Cooktop Cove: This old-fashioned sugar cake is just the thing for those born in the '50s, '60s, '70s, and '80s
By Robin Donovan
The South is known for its lilting drawl, its hospitality, and its food. Every city, state and region of the South has its own delicious specialties.
This simple cake is one that can be found across the entire southern United States, probably brought by immigrants from Eastern Europe. As the name suggests, old-fashioned sugar cake is a simple sweet, vanilla-scented cake similar to a pound cake but usually baked in a cast-iron skillet.
A dusting of powdered sugar is the classic finishing touch for this easy dessert. If you want to dress it up a bit, try using a powdered sugar and milk glaze. Add a handful of chopped toasted pecans or shredded coconut to make it even more distinctive.
Old-fashioned sugar cake
8
10 minutes
40 to 45 minutes
50 to 55 minutes
1/2 cup vegetable shortening
1 cup milk
1 1/2 teaspoons vanilla extract
2 cups plus 2 tablespoons all-purpose flour
1 1/2 cups granulated sugar
4 teaspoons baking powder
1 teaspoon salt
4 large egg whites
1/2 cup powdered sugar
Heat the oven to 350 F, and grease and flour a 10-inch cast-iron skillet or baking dish.
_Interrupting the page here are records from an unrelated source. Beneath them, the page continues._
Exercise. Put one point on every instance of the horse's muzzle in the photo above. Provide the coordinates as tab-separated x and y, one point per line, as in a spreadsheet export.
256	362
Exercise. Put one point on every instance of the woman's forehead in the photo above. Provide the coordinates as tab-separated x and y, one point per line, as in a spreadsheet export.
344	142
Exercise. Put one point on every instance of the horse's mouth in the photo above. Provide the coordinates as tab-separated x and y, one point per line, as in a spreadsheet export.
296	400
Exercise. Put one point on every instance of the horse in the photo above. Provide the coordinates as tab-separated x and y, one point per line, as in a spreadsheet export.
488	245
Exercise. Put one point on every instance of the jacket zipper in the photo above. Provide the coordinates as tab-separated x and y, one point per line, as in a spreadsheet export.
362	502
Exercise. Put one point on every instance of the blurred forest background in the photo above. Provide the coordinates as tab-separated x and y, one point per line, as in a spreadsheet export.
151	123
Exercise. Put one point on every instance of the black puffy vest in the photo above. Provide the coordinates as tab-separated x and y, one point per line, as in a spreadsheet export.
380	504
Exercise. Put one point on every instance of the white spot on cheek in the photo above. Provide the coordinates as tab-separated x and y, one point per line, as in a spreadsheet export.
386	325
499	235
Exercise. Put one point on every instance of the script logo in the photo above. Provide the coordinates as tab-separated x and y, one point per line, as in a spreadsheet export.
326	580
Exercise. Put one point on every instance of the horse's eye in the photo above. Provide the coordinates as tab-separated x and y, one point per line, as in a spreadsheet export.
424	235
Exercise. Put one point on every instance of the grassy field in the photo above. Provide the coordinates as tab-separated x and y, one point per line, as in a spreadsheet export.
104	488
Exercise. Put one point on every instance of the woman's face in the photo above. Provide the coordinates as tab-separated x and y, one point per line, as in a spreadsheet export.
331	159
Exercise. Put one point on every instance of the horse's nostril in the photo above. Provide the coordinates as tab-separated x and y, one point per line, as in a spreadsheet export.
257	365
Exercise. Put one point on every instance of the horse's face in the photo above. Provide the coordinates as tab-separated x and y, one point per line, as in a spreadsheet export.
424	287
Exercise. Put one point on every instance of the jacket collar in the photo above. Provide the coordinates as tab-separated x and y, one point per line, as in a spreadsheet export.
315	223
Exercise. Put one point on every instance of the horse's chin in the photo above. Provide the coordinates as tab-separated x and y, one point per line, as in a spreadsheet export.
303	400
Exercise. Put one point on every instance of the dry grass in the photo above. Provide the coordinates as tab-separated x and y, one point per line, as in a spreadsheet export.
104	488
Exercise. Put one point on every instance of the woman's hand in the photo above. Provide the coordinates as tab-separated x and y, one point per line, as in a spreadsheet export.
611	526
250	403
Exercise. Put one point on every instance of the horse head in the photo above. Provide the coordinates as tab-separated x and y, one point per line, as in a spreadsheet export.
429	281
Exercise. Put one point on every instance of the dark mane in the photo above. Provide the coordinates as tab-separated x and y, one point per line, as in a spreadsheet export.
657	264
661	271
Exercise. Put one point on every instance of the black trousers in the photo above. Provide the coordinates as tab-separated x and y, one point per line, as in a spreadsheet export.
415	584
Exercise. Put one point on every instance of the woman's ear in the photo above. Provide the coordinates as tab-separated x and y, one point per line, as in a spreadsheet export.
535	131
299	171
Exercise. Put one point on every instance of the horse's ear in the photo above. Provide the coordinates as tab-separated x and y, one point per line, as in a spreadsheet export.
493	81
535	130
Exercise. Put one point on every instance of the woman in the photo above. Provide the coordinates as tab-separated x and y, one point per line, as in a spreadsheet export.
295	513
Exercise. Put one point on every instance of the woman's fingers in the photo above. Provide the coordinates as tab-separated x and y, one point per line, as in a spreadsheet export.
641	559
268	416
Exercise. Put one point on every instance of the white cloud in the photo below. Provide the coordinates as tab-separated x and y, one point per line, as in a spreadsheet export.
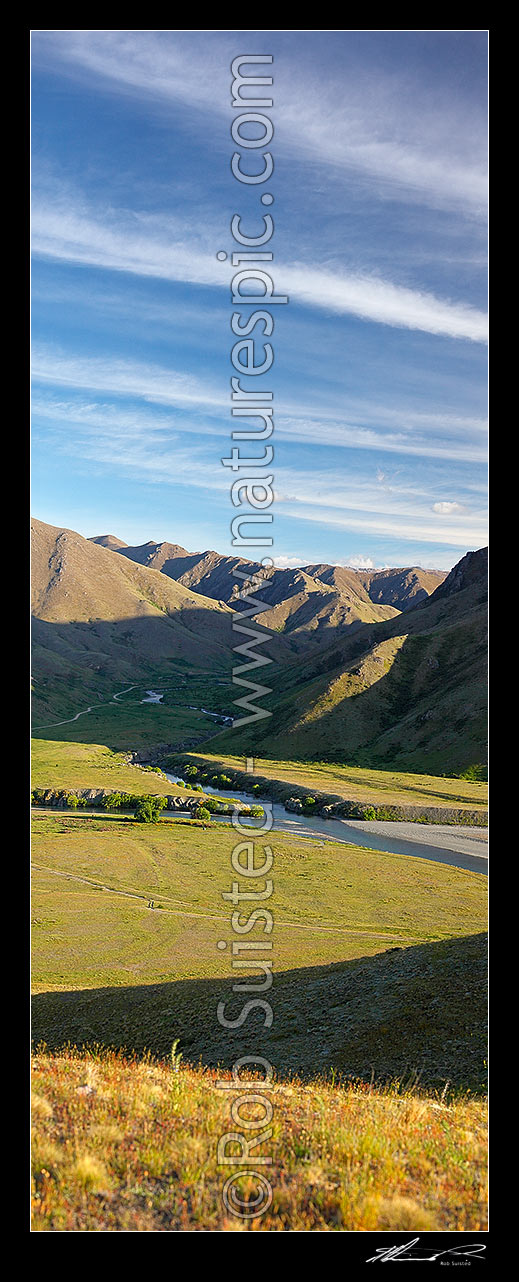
446	509
360	124
359	563
148	245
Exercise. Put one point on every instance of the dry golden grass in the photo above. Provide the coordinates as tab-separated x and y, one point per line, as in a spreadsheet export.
127	1145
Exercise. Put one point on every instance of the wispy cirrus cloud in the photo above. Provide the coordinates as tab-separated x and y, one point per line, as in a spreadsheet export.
372	428
149	245
363	124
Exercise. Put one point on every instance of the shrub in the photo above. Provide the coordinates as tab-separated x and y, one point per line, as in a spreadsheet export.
212	804
113	800
148	809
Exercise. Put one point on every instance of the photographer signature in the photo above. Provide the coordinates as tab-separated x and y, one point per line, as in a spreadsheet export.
410	1251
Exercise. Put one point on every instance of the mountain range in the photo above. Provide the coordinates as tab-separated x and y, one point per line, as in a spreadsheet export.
369	667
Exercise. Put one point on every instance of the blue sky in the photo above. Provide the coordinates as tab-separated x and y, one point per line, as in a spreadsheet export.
381	363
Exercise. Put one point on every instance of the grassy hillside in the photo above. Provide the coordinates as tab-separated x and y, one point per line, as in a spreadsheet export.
90	765
128	1146
103	623
108	968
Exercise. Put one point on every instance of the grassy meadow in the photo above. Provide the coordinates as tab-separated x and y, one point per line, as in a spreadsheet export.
131	1146
378	1003
59	764
387	945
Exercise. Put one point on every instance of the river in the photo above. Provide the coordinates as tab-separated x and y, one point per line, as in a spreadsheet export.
445	844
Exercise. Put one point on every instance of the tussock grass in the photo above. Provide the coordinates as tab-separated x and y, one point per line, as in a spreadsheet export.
137	1153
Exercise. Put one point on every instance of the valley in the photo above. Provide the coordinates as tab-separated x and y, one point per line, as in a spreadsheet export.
373	764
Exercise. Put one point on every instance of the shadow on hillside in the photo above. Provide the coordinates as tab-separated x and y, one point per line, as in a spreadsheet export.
405	1013
426	713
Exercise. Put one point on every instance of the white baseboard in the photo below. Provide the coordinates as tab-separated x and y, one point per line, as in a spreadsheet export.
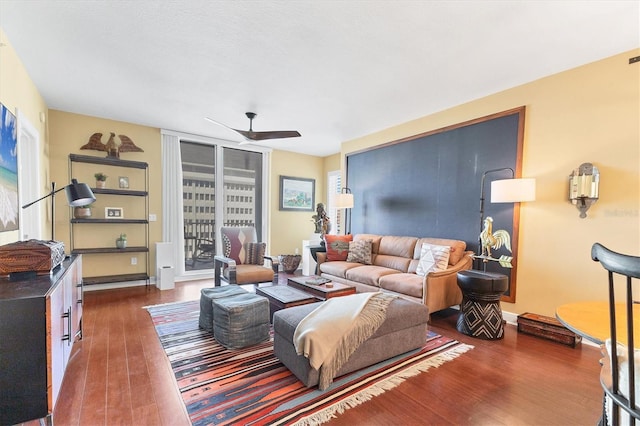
123	284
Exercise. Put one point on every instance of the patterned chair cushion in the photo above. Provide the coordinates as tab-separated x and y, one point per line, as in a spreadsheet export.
337	246
234	240
433	258
360	252
254	253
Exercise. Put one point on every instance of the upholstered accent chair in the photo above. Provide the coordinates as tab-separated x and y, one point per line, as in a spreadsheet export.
243	259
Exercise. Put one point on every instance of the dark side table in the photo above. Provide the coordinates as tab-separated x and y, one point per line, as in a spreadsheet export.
480	312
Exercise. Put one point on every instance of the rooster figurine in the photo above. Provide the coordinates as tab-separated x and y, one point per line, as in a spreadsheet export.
493	240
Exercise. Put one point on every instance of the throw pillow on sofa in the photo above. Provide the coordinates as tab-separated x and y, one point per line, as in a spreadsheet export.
254	253
337	246
360	252
433	258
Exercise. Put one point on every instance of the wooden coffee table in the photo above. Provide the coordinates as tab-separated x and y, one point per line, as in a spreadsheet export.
282	296
322	291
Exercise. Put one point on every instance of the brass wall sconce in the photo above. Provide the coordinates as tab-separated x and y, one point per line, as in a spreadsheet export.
583	187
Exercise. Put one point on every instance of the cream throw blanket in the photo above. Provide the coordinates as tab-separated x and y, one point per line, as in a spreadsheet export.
334	330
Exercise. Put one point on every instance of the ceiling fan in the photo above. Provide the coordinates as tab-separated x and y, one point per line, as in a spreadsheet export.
250	135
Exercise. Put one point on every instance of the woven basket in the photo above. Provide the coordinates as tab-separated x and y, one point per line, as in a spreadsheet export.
289	262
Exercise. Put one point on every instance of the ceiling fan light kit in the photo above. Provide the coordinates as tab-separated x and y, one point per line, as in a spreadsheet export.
250	135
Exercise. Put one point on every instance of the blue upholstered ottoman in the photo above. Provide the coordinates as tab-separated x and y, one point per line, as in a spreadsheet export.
240	321
207	295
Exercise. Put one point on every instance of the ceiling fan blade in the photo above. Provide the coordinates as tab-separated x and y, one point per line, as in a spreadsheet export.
276	134
224	125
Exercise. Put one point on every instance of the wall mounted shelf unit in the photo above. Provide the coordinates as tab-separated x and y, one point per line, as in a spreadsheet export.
113	196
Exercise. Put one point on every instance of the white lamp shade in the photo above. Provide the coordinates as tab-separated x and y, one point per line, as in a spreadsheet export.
344	201
513	190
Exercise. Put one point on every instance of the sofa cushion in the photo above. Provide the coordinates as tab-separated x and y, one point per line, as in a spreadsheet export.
401	264
338	268
433	258
337	246
404	283
254	253
375	241
397	246
360	251
458	248
368	274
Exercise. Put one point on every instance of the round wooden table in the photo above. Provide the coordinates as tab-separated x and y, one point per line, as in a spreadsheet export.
591	321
In a large mixing bowl, cream together the shortening and milk, beating it for about three minutes. Add the vanilla and mix it in.
In a medium bowl, whisk together the flour, sugar, baking powder and salt.
Add the dry ingredients, one-third at a time, mixing between additions, until smooth.
Add the egg whites and mix just to incorporate them.
Transfer the batter to the prepared skillet, and bake for 40 to 45 minutes, until a toothpick inserted in the center comes out clean.
Remove it from the oven, and let cool in the skillet on a wire rack for at least an hour before dusting with powdered sugar, slicing into wedges and serving.